14.1 Why the theory dictates the engineering¶

Each engineering rule in senior.md traces back to a theorem here. The cross-multiplied integer test is exact only because monotone slopes keep the denominators positive (Corollary 3.2); lose that and the dynamic CHT or Li Chao is forced. The pointer query is correct only under monotone queries (Theorem 4.2); a single non-monotone query breaks it (Section 4.2's counterexample). Li Chao's O(log C) rests entirely on affineness — "two lines cross once" (Lemma 6.1) — which is why it never branches into both children. And the choice of which optimization (CHT, D&C, Knuth) is governed by the Monge/linearizability hierarchy (Sections 10–11). The practitioner who internalizes these four facts — sign stability, monotone-query necessity, affine single-descent, and the Monge condition — can derive every implementation rule rather than memorizing them, and can recognize instantly when an input violates an assumption the fast variant depends on.

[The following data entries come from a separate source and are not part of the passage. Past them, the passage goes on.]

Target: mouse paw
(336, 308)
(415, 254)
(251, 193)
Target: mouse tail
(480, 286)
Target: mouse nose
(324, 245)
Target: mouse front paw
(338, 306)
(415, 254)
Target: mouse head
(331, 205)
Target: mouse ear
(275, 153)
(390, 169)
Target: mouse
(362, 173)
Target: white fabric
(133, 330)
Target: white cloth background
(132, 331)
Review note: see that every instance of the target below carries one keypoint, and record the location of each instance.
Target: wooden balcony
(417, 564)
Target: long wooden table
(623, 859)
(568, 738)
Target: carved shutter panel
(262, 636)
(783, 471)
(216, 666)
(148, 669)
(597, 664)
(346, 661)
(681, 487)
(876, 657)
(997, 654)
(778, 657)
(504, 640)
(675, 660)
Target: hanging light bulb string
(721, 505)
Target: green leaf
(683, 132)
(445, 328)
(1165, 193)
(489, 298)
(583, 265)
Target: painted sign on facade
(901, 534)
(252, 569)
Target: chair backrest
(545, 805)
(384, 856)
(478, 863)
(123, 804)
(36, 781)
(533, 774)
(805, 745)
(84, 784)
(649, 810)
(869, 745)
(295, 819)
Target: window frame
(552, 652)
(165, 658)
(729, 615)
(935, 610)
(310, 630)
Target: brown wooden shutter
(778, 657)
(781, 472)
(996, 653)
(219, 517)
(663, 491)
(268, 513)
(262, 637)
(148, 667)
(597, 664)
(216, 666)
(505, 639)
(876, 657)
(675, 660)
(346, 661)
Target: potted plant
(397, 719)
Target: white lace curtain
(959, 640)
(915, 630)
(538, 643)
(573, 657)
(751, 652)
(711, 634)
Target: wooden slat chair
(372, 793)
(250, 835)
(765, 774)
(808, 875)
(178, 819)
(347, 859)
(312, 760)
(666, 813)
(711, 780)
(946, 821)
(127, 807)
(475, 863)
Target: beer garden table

14.2 The four load-bearing theorems¶

If you remember nothing else from this document, remember these four results and their consequences:

1. Theorem 2.1 / Corollary 2.2 (convexity, monotone winner). The lower envelope is convex and the winning slope is monotone in x. Consequence: every fast query (pointer, binary search, Li Chao descent) is a way to exploit this monotonicity.
2. Theorem 3.1 (bad-line test). A middle line is dominated iff (b3−b1)(m1−m2) ≤ (b2−b1)(m1−m3), exact over integers under monotone slopes. Consequence: the entire CHT pruning is one division-free inequality.
3. Theorem 6.2 + Lemma 6.1 (Li Chao correctness, single descent). The path-min equals the true envelope, and the insert recurses into one child because affine lines cross once. Consequence: O(log C) per operation, arbitrary order.
4. Theorem 11.1 (Monge ⇒ monotone argmin). A Monge cost forces the optimal decision to move monotonically. Consequence: CHT, D&C optimization, and Knuth are facets of one structural fact, chosen by transition shape.

These four, plus the duality max = −min(−·) (Proposition 9.1), are the complete theoretical toolkit; everything else in the topic is engineering on top of them.